When it comes to the issue of Battlefield 3 also being a multiplayer title on other platforms, namely the PS3 and Xbox 360, that shouldn’t be a factor. Of course there won’t be mod support for the consoles, they can’t even support the same player counts in the vanilla game from PC to console. It’s a closed system and there are no mods for Minecraft or Skyrim on the consoles either.
The reality is that Battlefield 3 released before it was finished. That’s why more than any previous game in the series, there’s a reliance on heavy patching and DLC. In fact, when BF3 launched the Origin service was untested to the public and still in beta. That doesn’t mean official mod tools can’t come down the line, however.

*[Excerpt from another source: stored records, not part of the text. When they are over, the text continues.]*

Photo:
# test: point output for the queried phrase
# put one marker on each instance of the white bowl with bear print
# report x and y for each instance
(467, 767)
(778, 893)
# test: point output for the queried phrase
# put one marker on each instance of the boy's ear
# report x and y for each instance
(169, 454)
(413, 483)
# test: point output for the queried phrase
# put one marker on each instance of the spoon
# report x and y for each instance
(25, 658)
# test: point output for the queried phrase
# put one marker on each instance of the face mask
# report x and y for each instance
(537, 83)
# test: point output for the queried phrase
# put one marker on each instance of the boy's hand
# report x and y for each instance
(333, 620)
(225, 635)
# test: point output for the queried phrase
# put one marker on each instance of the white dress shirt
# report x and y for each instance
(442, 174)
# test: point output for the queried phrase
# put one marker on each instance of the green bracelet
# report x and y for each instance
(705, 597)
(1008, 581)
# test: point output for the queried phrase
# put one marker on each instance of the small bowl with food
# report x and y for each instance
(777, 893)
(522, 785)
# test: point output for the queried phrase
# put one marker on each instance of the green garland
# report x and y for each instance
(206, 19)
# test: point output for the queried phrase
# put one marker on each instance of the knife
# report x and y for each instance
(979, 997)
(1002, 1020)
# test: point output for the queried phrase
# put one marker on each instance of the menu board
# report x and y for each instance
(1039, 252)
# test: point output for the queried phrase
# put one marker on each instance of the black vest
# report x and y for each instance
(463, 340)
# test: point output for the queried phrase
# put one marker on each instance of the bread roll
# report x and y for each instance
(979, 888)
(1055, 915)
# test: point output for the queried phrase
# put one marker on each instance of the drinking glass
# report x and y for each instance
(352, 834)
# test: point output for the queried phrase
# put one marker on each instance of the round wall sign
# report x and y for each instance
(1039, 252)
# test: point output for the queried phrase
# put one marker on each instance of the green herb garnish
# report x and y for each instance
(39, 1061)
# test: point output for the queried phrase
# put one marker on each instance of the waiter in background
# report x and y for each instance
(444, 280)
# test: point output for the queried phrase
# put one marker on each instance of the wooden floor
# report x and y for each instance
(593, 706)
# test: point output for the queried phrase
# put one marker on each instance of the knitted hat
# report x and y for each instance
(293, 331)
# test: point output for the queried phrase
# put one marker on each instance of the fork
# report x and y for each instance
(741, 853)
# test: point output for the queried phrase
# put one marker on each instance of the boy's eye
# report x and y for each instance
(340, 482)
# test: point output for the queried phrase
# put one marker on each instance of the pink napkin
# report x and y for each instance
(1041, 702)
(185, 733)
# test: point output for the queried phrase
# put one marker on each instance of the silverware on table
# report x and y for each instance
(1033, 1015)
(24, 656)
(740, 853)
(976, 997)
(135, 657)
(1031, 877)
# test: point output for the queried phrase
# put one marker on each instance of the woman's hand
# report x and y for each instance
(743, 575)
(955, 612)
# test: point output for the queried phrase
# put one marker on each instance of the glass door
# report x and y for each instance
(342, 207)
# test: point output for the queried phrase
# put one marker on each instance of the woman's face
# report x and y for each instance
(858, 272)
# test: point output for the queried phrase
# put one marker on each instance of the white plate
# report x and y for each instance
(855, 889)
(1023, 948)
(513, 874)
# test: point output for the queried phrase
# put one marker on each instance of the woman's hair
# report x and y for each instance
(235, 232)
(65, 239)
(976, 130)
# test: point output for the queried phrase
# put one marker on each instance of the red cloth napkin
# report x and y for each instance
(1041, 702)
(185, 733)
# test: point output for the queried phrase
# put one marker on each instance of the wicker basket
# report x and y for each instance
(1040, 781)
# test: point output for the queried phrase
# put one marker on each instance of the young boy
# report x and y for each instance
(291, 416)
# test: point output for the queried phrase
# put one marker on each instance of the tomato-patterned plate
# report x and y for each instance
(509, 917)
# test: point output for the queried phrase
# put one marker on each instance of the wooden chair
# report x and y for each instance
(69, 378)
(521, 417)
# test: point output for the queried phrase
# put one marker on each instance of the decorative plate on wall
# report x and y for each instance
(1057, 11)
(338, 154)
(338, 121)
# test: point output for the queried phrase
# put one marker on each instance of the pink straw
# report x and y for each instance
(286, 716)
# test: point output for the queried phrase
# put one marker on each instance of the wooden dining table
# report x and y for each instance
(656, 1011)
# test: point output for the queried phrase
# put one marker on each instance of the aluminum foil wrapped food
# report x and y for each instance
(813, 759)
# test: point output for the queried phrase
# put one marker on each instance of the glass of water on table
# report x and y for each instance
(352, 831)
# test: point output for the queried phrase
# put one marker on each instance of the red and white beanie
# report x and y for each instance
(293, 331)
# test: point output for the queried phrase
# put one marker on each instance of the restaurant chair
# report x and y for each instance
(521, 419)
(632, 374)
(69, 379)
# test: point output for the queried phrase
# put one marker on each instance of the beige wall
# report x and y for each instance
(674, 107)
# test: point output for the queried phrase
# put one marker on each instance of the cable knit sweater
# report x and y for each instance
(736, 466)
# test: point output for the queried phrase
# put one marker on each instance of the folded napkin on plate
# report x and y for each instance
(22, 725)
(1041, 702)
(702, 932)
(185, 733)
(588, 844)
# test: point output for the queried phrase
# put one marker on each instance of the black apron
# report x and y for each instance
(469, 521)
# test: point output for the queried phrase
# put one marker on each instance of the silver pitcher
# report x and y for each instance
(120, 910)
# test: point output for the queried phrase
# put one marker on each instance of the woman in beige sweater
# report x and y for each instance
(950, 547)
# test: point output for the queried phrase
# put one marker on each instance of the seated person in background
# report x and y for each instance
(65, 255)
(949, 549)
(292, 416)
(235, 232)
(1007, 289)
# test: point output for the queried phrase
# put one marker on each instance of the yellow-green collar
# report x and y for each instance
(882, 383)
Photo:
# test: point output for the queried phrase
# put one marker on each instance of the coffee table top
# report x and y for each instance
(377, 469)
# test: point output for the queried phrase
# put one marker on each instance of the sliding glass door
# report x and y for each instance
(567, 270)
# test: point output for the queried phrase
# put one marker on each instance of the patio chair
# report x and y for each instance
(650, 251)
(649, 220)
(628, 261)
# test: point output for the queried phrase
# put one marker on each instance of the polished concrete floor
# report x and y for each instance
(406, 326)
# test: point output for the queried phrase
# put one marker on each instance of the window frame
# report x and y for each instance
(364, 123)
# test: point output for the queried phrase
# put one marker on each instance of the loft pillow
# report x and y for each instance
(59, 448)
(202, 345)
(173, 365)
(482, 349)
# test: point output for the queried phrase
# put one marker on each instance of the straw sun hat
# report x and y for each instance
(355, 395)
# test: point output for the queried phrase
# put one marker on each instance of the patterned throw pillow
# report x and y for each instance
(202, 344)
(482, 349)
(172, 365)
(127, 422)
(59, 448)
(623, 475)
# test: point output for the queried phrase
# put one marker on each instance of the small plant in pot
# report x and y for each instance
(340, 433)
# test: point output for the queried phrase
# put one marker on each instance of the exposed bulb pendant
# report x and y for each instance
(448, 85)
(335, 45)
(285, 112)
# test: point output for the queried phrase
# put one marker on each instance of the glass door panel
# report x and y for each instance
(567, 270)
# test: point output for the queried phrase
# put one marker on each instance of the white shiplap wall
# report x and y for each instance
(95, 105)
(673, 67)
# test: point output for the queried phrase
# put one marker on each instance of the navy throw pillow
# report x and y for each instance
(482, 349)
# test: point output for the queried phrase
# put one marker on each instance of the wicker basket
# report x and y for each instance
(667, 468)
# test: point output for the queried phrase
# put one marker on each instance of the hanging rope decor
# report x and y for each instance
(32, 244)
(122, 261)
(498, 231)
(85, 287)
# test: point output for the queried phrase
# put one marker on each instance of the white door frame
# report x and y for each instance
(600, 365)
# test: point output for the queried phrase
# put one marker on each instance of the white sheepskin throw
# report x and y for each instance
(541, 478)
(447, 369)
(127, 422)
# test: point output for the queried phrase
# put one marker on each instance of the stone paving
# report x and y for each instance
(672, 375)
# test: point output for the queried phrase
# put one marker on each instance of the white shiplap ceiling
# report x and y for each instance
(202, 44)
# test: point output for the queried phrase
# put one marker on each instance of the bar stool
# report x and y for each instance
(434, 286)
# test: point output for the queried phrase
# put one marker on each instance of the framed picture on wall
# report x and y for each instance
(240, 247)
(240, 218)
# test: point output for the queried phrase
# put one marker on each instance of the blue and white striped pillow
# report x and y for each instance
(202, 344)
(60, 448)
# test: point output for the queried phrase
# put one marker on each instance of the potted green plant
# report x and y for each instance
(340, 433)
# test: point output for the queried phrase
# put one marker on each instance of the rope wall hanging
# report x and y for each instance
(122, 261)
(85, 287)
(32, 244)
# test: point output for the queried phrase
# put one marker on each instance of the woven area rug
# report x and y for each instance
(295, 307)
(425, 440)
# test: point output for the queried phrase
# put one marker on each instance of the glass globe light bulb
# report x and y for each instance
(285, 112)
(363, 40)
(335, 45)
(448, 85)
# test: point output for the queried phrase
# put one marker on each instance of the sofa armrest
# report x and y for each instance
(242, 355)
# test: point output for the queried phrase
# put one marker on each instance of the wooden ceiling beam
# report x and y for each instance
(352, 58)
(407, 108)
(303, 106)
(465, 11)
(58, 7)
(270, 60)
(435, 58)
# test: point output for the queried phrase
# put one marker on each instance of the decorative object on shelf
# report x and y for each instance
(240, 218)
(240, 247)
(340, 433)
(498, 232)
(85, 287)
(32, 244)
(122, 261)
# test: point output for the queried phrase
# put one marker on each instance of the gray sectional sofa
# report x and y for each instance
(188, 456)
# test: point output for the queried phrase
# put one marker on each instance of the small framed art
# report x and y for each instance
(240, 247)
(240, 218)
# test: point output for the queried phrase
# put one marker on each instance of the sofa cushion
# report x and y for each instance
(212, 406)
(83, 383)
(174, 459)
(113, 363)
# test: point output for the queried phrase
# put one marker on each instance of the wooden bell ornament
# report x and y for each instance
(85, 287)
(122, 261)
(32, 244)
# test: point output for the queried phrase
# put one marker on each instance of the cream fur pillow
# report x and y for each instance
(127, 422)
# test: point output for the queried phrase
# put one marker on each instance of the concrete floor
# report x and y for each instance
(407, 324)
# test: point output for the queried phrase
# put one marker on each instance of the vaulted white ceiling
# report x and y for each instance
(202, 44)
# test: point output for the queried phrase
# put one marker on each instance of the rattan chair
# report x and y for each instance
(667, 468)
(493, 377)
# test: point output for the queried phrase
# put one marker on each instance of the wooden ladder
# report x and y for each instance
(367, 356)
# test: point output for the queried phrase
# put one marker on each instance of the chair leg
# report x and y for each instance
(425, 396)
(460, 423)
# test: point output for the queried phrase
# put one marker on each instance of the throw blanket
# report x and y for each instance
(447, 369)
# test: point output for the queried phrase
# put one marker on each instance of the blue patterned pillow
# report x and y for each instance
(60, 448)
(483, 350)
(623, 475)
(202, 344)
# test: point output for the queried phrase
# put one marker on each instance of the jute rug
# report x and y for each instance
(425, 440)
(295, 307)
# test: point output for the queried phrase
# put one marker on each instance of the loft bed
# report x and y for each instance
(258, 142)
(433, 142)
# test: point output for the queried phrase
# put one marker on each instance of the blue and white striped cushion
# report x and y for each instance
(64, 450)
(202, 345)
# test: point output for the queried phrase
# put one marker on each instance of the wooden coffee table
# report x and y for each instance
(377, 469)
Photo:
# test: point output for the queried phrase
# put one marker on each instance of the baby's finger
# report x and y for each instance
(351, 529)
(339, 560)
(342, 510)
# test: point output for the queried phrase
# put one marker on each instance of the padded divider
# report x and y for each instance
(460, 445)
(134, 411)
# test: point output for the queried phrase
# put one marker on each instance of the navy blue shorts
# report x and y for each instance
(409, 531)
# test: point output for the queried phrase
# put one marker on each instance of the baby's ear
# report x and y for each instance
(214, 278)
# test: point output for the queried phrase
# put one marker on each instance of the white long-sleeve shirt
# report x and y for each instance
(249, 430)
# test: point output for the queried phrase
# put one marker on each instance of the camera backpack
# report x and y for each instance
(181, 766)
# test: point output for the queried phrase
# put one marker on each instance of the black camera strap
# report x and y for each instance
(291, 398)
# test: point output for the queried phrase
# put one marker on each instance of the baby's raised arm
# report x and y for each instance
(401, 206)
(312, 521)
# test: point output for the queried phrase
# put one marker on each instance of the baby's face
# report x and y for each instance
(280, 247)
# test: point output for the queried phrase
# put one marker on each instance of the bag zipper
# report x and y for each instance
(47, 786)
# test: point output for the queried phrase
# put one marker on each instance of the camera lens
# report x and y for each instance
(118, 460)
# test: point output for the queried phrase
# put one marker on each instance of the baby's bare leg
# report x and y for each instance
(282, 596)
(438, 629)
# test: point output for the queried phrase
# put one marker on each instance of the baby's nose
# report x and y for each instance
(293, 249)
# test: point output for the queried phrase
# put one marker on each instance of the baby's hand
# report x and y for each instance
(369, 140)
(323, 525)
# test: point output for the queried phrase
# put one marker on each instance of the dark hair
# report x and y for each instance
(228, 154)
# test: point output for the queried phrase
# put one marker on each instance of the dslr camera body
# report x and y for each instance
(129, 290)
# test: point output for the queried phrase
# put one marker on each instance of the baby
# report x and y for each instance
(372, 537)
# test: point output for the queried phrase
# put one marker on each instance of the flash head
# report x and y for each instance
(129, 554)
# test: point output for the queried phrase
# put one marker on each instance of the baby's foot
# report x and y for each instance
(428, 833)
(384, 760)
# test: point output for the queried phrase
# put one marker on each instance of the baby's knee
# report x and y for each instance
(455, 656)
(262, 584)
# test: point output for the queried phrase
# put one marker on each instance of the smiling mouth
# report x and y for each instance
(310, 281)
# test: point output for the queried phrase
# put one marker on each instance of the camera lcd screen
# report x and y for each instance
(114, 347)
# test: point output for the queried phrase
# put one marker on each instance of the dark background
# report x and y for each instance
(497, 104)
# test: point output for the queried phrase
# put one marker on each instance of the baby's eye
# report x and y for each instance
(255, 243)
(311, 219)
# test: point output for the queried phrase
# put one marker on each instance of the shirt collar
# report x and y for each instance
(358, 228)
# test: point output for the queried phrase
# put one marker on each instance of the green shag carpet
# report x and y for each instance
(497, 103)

As Battlefield 3 loses popularity over time and once all of the planned DLC releases have released prior to Battlefield 4, we said before that it’d be smart for DICE to release modding tools to allow for some community passion and creativity. Who knows, maybe by doing so DICE can find a next crop of talent to hire to work on Battlefield 4 or Battlefield: Bad Company 3. If it comes down to that, let’s just hope they last longer than Trauma Studios.
Battlefield 3: Premium Edition (and the Armored Kill DLC) will be available in North America on September 11 and in Europe on September 13 for the PC, PS3 and Xbox 360. PlayStation 3 players will also receive an additional week of early access to all remaining digital expansion packs.